Analyse beschikbare proefdata
In een volgende stap is de beschikbare data van reeds uitgevoerde proeven geanalyseerd. Hierbij zijn drie datasets gebruikt.
De eerste dataset betrof samendrukkingsproeven op zeer slappe klei uit Mexico. De data is nader geanalyseerd door de data van de laboratoriumproeven na te rekenen met de software en rekenprocedures die voor werkelijke ophogingen wordt toegepast. Hieruit volgt dat voor het goed narekenen van de eerste belasting stappen een iets aangepaste parameterset nodig was, dan voor de later toegepaste steppen.
De tweede dataset betrof samendrukkingsproeven op veen. Elke proef bestond uit 7 belastingstappen, waarin de belasting stapsgewijs is op gebouwd. In de tweede en de zevende belastingstap is de belasting een week constant gehouden. In de andere stappen 24 uur. In de analyse van deze proeven is gekeken naar de reksnelheid die aan het einde van de 2e en de 7e stap optrad en in hoeverre deze kon worden berekend met de parameters die voor dezelfde proeven zijn bepaald. Hieruit volgde een goede overeenkomst tussen de berekende en gemeten reksnelheid voor de hoge belastingen, de 7e stap, en een slechte overeenkomst voor de lage belastingen, de 2e stap.

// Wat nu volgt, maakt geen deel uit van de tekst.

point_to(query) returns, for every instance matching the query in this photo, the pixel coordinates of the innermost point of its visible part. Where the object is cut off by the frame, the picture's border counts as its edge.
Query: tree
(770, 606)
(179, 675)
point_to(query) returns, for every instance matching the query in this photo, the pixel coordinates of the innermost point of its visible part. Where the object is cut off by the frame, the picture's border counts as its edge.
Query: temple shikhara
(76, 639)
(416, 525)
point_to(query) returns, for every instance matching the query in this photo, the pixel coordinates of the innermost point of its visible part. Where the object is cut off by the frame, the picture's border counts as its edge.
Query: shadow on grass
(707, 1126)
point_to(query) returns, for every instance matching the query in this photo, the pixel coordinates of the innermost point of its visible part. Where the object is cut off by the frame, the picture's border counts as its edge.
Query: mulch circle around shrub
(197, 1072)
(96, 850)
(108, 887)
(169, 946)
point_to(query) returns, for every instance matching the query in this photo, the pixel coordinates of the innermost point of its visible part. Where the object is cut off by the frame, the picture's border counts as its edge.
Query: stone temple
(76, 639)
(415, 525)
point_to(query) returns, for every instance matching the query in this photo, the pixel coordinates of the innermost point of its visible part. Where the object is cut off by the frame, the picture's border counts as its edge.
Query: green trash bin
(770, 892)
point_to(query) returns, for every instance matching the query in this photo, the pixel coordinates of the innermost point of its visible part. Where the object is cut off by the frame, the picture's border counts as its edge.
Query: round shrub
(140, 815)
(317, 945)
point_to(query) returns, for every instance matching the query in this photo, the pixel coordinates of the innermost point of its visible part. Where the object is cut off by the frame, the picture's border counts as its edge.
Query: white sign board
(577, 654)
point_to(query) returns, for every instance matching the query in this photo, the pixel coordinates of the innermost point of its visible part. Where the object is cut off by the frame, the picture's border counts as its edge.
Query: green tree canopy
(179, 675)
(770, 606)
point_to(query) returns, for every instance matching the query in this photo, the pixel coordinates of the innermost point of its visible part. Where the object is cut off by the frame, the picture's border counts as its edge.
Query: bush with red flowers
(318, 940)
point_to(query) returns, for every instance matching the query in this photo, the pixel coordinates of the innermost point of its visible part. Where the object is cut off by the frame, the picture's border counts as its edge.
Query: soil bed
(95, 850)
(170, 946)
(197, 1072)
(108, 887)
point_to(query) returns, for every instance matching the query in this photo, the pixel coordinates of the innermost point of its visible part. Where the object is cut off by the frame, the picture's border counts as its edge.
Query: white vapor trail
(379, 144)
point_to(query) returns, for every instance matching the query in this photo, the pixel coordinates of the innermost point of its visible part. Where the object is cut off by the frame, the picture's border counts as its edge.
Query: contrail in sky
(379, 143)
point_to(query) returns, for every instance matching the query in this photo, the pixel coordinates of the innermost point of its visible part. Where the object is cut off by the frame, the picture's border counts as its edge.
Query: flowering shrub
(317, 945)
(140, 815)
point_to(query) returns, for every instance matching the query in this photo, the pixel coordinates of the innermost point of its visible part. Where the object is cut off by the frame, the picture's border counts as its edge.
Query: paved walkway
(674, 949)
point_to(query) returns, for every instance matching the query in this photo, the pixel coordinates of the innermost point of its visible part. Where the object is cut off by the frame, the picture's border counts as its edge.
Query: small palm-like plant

De derde dataset betrof een serie samendrukkingsproeven op klei langs het traject van de verlengde A4, Delft – Schiedam. Op deze locatie is de klei reeds lange tijd, circa 40 jaar, voorbelast geweest. De ontwikkelde grensspanning in deze monsters kan worden gekoppeld aan de kruip die de grond in die periode heeft ondergaan. Recent uitgevoerde samendrukkingsproeven geven een indruk van die grensspanning. Nadere analyse laat zien dat de waarden goed aansluiten bij de modelberekeningen.
Aanvullende proeven
In het kader van het TKI project verbeter zettingsprognose zijn een serie van 12
aanvullende samendrukkingsproeven uitgevoerd. In deze proeven is een verplaatsingssnelheid opgelegd. Door vervolgens de verplaatsingssnelheid te variëren ontstaat een beeld van het isotachenveld, zoals weergegeven in figuur 1. Deze proeven geven uitsluitsel in hoeverre er voor de Nederlandse organische gronden onder laboratoriumomstandigheden er sprake is van gelijke afstanden tussen de isotachen of een afnemende afstand. Figuur 2 geeft een indruk van de resultaten van een van de proeven.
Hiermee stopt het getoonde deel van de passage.